The one that is the mess is the Late Devonian Mass Extinction. Wignall and Hallam called it 'one damned thing after another.' There were three pulses. At the middle and nastiest pulse was the so-called Frasnian/Famennian Boundary. Interestingly, there happens to be a crater smack in the middle of this. At the same time, there's evidence of anoxia in the oceans. That would be a symptom of warm temperatures which are in turn a symptom of rampant vulcanism. There was also a flood basalt eruption around that tiume period according to Courtillot. The multi-pulse extinctions, as superficially appears here, seems to hint that this might be tied to those eruptions. However, there's evidence for glaciation which might be related to the evolution of trees. Hallam and Wignall point of that a combination of regression and then transgression of the oceans...which may or may not be related to the glaciation. Or vulcanism. Ward puts forward the idea that its all hypoxia's fault and its even responsible for Romer's Gap. Right now, there's no real clear theory that can explain the situation as we understand it during the LDME. More research needs to be done. A lot more. To make matters worse, there is one really serious problem with studying the LDME: the geochronology of the whole Period is royally frakked up.
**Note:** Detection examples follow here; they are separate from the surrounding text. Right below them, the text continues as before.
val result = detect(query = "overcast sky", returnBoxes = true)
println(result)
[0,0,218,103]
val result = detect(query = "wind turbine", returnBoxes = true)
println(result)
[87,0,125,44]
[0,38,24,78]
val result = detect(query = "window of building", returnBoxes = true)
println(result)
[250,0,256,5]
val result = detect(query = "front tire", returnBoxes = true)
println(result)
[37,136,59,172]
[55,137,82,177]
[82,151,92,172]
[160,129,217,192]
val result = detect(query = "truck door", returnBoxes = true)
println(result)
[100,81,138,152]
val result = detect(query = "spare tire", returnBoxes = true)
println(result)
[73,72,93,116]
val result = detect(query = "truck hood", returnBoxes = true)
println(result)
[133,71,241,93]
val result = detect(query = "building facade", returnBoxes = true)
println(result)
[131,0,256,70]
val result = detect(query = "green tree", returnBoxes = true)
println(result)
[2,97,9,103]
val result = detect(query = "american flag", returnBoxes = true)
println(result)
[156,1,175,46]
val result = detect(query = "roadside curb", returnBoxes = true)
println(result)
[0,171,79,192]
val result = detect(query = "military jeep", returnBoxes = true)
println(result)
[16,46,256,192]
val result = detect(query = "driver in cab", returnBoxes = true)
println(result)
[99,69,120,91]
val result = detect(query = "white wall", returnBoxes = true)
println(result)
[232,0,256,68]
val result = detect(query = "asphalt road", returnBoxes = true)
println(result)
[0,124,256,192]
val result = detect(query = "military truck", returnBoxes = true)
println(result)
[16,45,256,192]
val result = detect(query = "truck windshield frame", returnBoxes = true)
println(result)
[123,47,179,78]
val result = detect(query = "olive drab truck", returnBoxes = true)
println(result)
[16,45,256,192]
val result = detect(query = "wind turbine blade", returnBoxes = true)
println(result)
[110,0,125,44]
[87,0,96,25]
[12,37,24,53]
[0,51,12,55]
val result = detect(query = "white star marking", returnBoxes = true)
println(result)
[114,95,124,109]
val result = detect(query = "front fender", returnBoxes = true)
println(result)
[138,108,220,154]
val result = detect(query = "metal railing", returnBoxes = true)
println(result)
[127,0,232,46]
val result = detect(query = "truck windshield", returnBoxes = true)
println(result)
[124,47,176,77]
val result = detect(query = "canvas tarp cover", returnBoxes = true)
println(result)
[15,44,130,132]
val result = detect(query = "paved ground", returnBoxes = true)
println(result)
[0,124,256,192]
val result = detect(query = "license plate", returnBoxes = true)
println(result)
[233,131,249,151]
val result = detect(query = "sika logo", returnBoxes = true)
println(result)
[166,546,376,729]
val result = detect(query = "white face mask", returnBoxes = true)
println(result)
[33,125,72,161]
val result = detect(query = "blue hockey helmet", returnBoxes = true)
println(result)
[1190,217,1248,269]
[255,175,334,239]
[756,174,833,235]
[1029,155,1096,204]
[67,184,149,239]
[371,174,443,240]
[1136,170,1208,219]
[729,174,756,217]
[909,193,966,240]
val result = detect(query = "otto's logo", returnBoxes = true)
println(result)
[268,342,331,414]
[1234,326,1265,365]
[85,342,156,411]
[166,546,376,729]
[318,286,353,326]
Van Valen, in a somewhat dated quote, stated "The Late Devonian extinction is one where not even the major facts are agreed on yet." Until they are, the timing of various events are going to be extremely difficult to pull together for a sound theory of what happened. That said, what evidence that is available is not terribly clear.

So at this point we have a clear meteor strike, one clear vulcansim, one probable vulcanism, and one mass extinction that's up in the air. That's not terribly conclusive for any one theory and would cast doubt, at least in my mind about any single theory having a preeminent position to explain all mass extinctions. If what has been highlighted so far should raise the doubts, what is going to written about next ought to cast serious doubt about this position for any of the previous theories being all encompassing.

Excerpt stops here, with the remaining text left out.